Amid Policy Fights, Orphans’ Share May Stabilise
Orphan drugs continue to hold their own. Despite the excitement and dollars surrounding drugs that treat a very un-rare condition, obesity, developing drugs for rare diseases is still a very important, and valuable, industry segment. There remains significant unmet need: recent US spending laws require the FDA to encourage further development of surrogate endpoints for drugs for rare diseases. Peter Marks, director of FDA’s Center for Biologics Evaluation and Research (CBER), recently promised greater use of the accelerated approval pathway for gene therapies for rare conditions. Rare diseases, many genetically-driven, also provide an important early testing ground for newer modalities like gene/cell therapy or gene-edited drugs, some of which may later be tested and used in more prevalent conditions.

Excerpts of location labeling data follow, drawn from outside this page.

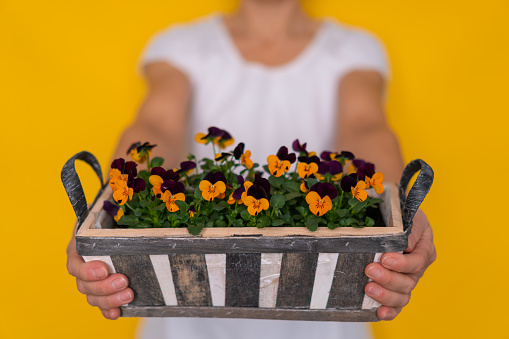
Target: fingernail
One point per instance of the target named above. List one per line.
(374, 291)
(119, 283)
(411, 243)
(388, 261)
(125, 296)
(374, 272)
(100, 272)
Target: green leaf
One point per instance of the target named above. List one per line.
(302, 210)
(156, 162)
(245, 215)
(312, 223)
(160, 207)
(197, 194)
(292, 195)
(263, 222)
(128, 220)
(291, 186)
(369, 222)
(311, 182)
(183, 206)
(195, 229)
(277, 222)
(277, 201)
(276, 182)
(221, 205)
(144, 175)
(342, 212)
(144, 203)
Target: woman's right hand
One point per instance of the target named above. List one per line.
(108, 292)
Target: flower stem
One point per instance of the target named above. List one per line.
(148, 162)
(127, 204)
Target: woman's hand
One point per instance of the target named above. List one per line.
(108, 292)
(397, 274)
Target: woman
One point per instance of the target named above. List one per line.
(268, 74)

Calls to reform the 1983 US Orphan Drug Act have faded amid noisier and more immediate policy battles triggered by IRA. The most vociferous are around the imbalance between exclusivity periods granted to small versus large molecules (9 versus 13 years), which could impact both orphan and non-orphan development programs. Resistance to the IRA’s treatment of orphan drugs takes the form of the ORPHAN Cures Act, introduced in late 2023. Under IRA’s current wording, only single-indication orphans are exempt from Medicare price negotiations. This bill seeks to expand that exemption to those treating “one or more” rare conditions. Industry claims the current wording is discouraging research into follow-on indications.
The ORPHAN Cures Act made it in front of the US House of Representatives’ Energy & Commerce Committee on February 29, 2024. But that hearing was really to “celebrate” and draw attention to rare diseases week, according to a board member at lobby group Biotechnology Innovation Organization (BIO). It's unlikely that this, or any other effort to tweak IRA (another bill seeks to delay price negotiations for some genetically targeted technologies), will see the light of day – certainly not before the US election.
Recall that only the most valuable orphans – those among the top ten or 15 most expensive drugs of any kind for Medicare each year – will fall into IRA’s pricing crosshairs. These ‘orphan blockbusters’ are a key driver behind those seeking changes to the original Orphan Drug Act, whose incentives seem inappropriately generous for drugs like Imbruvica. Some call for an ‘ultra-rare’ designation, and for R&D and exclusivity incentives scaled according to products’ target population size. Appetite for further legislative change seems minimal, though.
Even with slightly slowing growth, orphan drugs are still on a strong trajectory and look set to continue to punch above their weight in value terms.